By Maya Fisher-French, Mail & Guardian 

South Africa

February 16, 2007


The government is looking to create a compulsory earnings-related social security system that will include retirement benefits for all citizens. It will consult all interested parties. And there are unlikely to be shocks to the pension fund industry.

That much is clear from President Thabo Mbeki’s State of the Nation address and industry commentators -- although further details of the government’s plans are expected to be revealed in next week’s budget speech.

In his address, Mbeki spoke of comprehensive consultation with all social partners and the need to explore a social security system, indicating that nothing has been set in stone.

South Africa is unique in having a reasonably healthy voluntary pension fund industry with higher coverage of employed people than many leading economies -- but no state involvement in providing universal retirement benefits.

The old-age pension that forms part of the state’s basic welfare programme is only available to the very poor and is funded from current budget revenues.

Judged by the World Bank’s “multi-pillar” approach to pension provision, South Africa has the first and third pillars -- the welfare-based old-age pension and private savings. The second, which the government wishes to build, will require employed citizens to contribute to a state fund, which will give them a minimum benefit on retirement, along British lines.

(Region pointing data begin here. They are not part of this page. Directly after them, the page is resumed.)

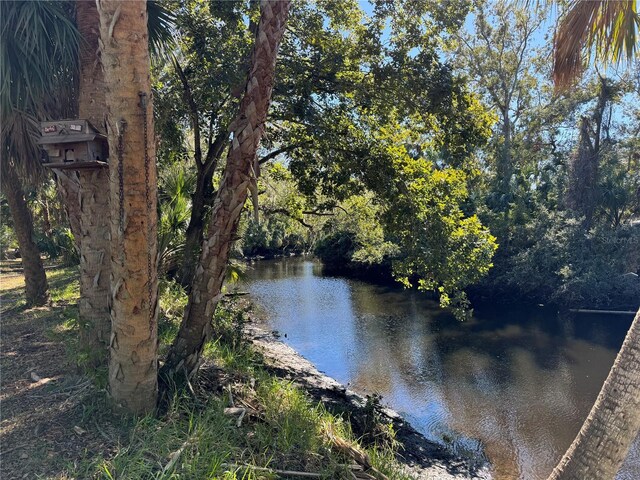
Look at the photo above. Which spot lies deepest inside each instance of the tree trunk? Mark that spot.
(95, 241)
(95, 264)
(613, 423)
(504, 167)
(582, 187)
(247, 128)
(69, 192)
(133, 378)
(34, 276)
(202, 199)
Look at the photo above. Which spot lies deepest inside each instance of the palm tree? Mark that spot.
(93, 197)
(605, 29)
(613, 423)
(608, 30)
(88, 204)
(39, 45)
(133, 360)
(247, 128)
(35, 278)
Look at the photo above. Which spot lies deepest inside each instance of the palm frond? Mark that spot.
(161, 22)
(39, 49)
(603, 30)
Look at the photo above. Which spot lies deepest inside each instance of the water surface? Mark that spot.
(511, 385)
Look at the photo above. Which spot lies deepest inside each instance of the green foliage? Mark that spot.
(175, 186)
(355, 235)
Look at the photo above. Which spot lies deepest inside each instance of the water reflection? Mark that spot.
(511, 385)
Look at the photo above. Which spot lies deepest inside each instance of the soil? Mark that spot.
(51, 416)
(423, 459)
(45, 422)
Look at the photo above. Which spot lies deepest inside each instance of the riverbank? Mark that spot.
(247, 415)
(421, 458)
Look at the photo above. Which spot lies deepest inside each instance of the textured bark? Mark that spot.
(247, 128)
(133, 360)
(34, 276)
(69, 191)
(95, 264)
(95, 235)
(583, 177)
(201, 199)
(613, 423)
(505, 162)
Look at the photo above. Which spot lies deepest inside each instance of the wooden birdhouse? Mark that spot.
(73, 144)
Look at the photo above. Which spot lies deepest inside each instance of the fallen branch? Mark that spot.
(288, 473)
(353, 451)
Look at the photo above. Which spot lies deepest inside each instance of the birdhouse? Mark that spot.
(73, 144)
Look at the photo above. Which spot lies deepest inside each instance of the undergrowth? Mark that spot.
(193, 438)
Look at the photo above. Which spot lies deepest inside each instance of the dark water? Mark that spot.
(513, 386)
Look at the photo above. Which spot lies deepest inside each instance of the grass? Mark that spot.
(193, 438)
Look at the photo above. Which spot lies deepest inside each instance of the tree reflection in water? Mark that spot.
(514, 385)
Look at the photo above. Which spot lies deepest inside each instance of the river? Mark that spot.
(509, 385)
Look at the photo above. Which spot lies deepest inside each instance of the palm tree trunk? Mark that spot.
(133, 378)
(247, 129)
(34, 276)
(95, 264)
(613, 423)
(95, 225)
(69, 192)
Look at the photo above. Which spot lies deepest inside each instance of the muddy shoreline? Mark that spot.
(423, 459)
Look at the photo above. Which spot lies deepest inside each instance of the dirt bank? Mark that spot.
(423, 459)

This is not simply an altruistic endeavor; it is driven by the state’s growing burden of support for the elderly. The second pillar would take the pressure off the social old- age pension system.

Tim Cumming, MD of Old Mutual Corporate, said that while current state pensions reached two million people, many did not qualify, because they were means-tested.

Although about 50% of employed people belong to a pension fund, many do not save enough, or cash in retirement funds when moving jobs. Many work for small companies without pension funds or earn too little for their own retirement provision.

Cumming said the government wanted to ensure adequate savings on retirement and provide for cross-subsidization. But, he said, it was unlikely that it would end tax benefits on voluntary savings as a way of boosting social pensions, as suggested in the Sunday Times.

“If you take away the tax benefit of pension savings it will decrease take-home pay and provide a huge injection into the fiscus, which is doing fine already,” he observed.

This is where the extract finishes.